Tenants’ Rights at Risk in NYCHA Conversions, Warns Human Rights Group

(THE CITY) GREG B. SMITH, February 4, 2022

The city Housing Authority’s years-long effort to place public housing into the hands of private managers shows signs of compromising tenants’ rights, a human rights group charged Thursday. 

Citing increased eviction rates and a lack of oversight once buildings are turned over, Human Rights Watch released the results of a year-long examination of NYCHA’s plan to place one-third of its 175,000 apartments into the Rental Assistance Demonstration (RAD) program, an Obama-era effort aimed at improving public housing by relying on private sector assistance. 
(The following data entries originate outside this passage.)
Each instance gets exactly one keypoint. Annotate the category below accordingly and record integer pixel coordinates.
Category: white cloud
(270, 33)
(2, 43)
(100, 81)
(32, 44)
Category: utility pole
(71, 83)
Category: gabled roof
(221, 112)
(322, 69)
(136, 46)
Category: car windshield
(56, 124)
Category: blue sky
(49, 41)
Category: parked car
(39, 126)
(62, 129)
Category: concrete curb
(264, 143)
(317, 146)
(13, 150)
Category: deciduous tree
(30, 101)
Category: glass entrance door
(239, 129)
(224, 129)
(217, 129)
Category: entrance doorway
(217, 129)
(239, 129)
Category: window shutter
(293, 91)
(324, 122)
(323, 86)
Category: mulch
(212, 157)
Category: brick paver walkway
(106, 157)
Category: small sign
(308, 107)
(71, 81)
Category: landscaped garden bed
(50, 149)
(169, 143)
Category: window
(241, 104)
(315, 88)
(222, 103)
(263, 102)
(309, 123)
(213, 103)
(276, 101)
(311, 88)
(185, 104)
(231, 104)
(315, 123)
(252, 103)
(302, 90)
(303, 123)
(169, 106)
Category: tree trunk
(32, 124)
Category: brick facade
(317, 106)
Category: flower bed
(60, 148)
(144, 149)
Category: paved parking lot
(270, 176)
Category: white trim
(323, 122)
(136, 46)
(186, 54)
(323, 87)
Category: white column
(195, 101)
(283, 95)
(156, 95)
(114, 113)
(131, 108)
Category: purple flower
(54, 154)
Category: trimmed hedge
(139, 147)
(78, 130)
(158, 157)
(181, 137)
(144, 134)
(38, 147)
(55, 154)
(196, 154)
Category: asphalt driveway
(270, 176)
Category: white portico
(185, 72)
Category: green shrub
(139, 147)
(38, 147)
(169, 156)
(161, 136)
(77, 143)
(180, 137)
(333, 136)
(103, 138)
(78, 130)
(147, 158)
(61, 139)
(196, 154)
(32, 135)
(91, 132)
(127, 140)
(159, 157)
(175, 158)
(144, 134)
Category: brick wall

To date, NYCHA has converted 11,000 apartments into its version of RAD, called Permanent Affordability Commitment Together (PACT), with plans to turn over a total of 62,000 units by the time the campaign is complete. 

NYCHA retains ownership of the properties but leases the buildings to developers who in turn must fund extensive renovations and maintain developments going forward. The managers then can pocket tenants’ rent and government subsidy funds. 

Examining NYCHA’s data for six PACT developments, Human Rights Watch found the eviction rates at four of the properties stayed about the same once they went into the program. But two developments — Ocean Bay Bayside in Far Rockaway, Queens, and Betances in the South Bronx — showed preliminary evidence of eviction numbers that jumped once they went into RAD.

Ocean Bay averaged 10.9 annual evictions in the four and a half years under NYCHA pre-conversion and 16 annual evictions in the three years since, from its 2017 conversion through the statewide eviction moratorium that went into effect in March 2020. 

Betances reported 13 evictions in the first 16 months after its conversion in November 2018, compared to 10 evictions in the 2.5 years prior under NYCHA management. That’s a jump in monthly eviction rate from .33 to .72.